Мы стояли в холодной прихожей; сквозь щели между фанерой и рамой тянуло холодом. Огонек елочной свечки, стоящей на сундуке в блюдце, колыхался.
— Леля очень устает на работе? — спросил я.
— Конечно, устает. Как все… Но вы не забудьте сказать ей насчет того, о чем мы с вами говорили.
— Да, я скажу ей.
С лестницы послышались шаги, в дверь постучали. Я открыл. Леля молча обняла меня.
— Ну что ты, Лелечка, плачешь, — сказал я. — Все будет хорошо.
— Да-да-да! Незачем нам плакать! — Она сняла серую беличью шапку с длинными ушами и улыбнулась мне. — Я тебя встречала на Большом, а ты со Среднего, значит, пришел… Я очень худая? Да?

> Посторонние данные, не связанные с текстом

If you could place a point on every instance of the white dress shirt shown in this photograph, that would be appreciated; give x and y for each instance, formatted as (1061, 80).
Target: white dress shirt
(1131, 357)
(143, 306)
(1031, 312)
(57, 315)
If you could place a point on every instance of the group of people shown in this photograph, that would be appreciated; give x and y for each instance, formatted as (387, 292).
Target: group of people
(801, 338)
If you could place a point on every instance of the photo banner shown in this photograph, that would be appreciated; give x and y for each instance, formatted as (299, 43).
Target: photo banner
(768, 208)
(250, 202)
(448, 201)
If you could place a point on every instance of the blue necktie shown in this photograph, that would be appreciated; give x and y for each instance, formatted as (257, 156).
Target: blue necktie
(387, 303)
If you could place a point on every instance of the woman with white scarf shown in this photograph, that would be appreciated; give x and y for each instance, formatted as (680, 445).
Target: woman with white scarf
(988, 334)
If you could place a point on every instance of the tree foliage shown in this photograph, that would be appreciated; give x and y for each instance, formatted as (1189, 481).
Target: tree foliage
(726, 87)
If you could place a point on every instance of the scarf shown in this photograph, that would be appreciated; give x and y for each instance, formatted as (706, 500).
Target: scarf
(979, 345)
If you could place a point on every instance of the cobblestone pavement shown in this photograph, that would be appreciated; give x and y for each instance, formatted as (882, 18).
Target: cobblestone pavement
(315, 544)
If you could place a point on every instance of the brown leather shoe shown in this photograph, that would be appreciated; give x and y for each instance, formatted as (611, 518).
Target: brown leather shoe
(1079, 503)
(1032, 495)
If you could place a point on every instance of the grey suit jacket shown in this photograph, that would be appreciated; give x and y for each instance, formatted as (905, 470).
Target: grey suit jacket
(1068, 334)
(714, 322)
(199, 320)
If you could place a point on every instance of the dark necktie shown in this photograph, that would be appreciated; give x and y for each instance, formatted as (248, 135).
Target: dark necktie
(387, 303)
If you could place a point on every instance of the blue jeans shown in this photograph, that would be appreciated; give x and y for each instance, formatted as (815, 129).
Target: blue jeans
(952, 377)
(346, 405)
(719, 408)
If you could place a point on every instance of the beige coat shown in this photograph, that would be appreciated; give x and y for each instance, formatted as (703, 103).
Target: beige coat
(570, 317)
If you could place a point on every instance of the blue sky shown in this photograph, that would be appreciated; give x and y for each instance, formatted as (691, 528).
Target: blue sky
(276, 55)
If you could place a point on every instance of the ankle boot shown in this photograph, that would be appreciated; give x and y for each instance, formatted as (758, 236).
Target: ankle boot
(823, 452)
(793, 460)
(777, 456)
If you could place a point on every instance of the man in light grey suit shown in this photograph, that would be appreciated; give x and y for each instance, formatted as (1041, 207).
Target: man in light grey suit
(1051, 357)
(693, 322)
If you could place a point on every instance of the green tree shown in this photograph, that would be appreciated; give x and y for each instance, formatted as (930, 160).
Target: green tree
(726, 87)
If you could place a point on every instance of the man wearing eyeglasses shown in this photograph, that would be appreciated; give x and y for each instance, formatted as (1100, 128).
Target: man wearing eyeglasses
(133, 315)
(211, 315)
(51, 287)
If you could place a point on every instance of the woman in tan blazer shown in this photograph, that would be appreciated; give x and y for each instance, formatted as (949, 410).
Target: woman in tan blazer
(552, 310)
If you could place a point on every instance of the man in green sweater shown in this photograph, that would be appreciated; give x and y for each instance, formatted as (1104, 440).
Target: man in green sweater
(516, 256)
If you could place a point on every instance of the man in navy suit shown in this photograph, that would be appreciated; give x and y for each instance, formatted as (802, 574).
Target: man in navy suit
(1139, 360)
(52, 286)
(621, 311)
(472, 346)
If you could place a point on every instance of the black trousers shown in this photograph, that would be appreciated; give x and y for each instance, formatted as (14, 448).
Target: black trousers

— Ты, конечно, похудела, но не так чтоб уж очень… Леля, давай сразу сходим ко мне, надо добыть эту бутылку. Ты дай мне веревок, топор, мешок.
— А зачем топор? — с удивлением спросила она.
— Устроим у меня дома лесозаготовки — вот зачем.
— Тогда мы и санки возьмем, да?
— Да-да-да!
— Не смей меня передразнивать!.. А какие у меня сейчас глаза?
— Соленые.
— Нет, ты скажи, как тогда… и как тогда…
Откуда-то из темноты появилась тетя Люба. В руках у нее было большое решето.
— Толя, вы помните наш разговор?
— Да, помню.
Мы с Лелей приготовили все, что надо, вышли на лестницу, медленно пошли вниз. Санки гремели полозьями по ступеням. На третьем этаже дверь в одну из квартир была распахнута. Я толкнул ее ногой, но она снова открылась.
— Не надо, — сказала Леля.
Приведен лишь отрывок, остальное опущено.